Per qualcuno la soluzione è già pronta: gli 'scissionisti' hanno creato apposta una seconda moneta, Bitcoin Unlimited. SI tratta di una vera e propria nuova versione del software, capace di creare nodi più grandi, in modo tale da assicurare una velocità di approvazione delle transazioni notevolmente superiore. Per i sostenitori della moneta, infatti, la vera forza di Bitcoin è la velocità delle transazioni. E qui sta la differenza rispetto ai sostenitori del Bitcoin 'originale': ritengono che il vero valore della rete sia sia nella persone che la supportano.

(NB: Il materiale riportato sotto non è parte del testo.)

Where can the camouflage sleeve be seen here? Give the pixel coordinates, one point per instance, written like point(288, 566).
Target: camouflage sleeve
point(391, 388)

A parte discorsi filosofici, a questo punto cosa può succedere? Abbiamo visto che Bitcoin Unlimited promette di aumentare la dimensione dei nodi, in modo da consentire di raggruppare più operazioni in uno stesso blocco. I critici commentano invece che l'aumento della dimensione dei nodi possa mettere in discussione la sicurezza delle transazioni, pilastro su cui si basa la fiducia degli investitori, se non addirittura possa accentrare il potere di validare le transazioni nelle mani di pochi gestori, cioè coloro che possono permettersi di avere supercomputer adatti a assolvere tale compito.

Lo scisma, chiamiamolo così, esiste da dicembre 2015, da quando cioè i primi miners hanno cominciato a operare su Bitcoin Unlimited. Da allora tutto sommato erano un gruppo esiguo, ma dallo scorso ottobre hanno cominciato a crescere vistosamente fino ad esplodere letteralmente nelle ultime settimane. Conseguenza, il Bitcoin - che finora aveva resistito - sente sempre più vicina la minaccia e quindi il suo valore ne risente nei modi che abbiamo purtroppo visto. Accanto, Bitcoin Unlimited aumenta il suo numero di portafogli, di scambi, ed in finale di credibilità. Cosa che inizialmente sembrava quasi impossibile.

E' verosmile che utilizzatori del Bitcoin potrebbero restare comunque restii a cambiare moneta. Ma se l'alternativa Unlimited dovesse raggiungere un numero cospicuo di scambi e transazioni, il Bitcoin si dividerebbe nei due tronconi. Secondo Cimatti, "Nel caso migliore il network si aggiornerà sperando che il problema non si presenti più. Nel caso peggiore, il network si dividerebbe in due catene, funzionanti in modo diverso, con lo stesso storico, ma di valore differente".

A questo punto la domanda che si faranno i possessori di BItcoin è la seguente: devo preoccuparmi?

In effetti sì: due monete diverse, due diverse reti blockchain entrambe funzionanti - almeno fino a quando ci saranno nodi che accettano e validano le rispettive transazioni. Il punto è che nessuno può sapere quanto varranno le due derivazioni del Bitcoin (quello originale e quello Unlimited). Per ora il Bitcoin ha raggiunto picchi di valutazione di 1.300 dollari: la sola ipotesi di biforcazione gli ha fatto perdere almeno 400 dollari, prevedere quanto resisterà in caso l'evento scisma si verifichi è davvero impossibile.

Lasciamo le conclusioni alle parole di Franco Cimatti: "E' la più grande crisi che possa esserci stata sul Bitcoin dalla sua creazione, più di quella avvenuta nel caso MtGox". Che, per chi non lo ricordasse, è stato uno scandalo da 400 milioni scoperto nel 2015, quando sparirono dalle casse del sito web i soldi degli investitori in Bitcoin di cui il proprietario, attraverso il sito, curava gli affari.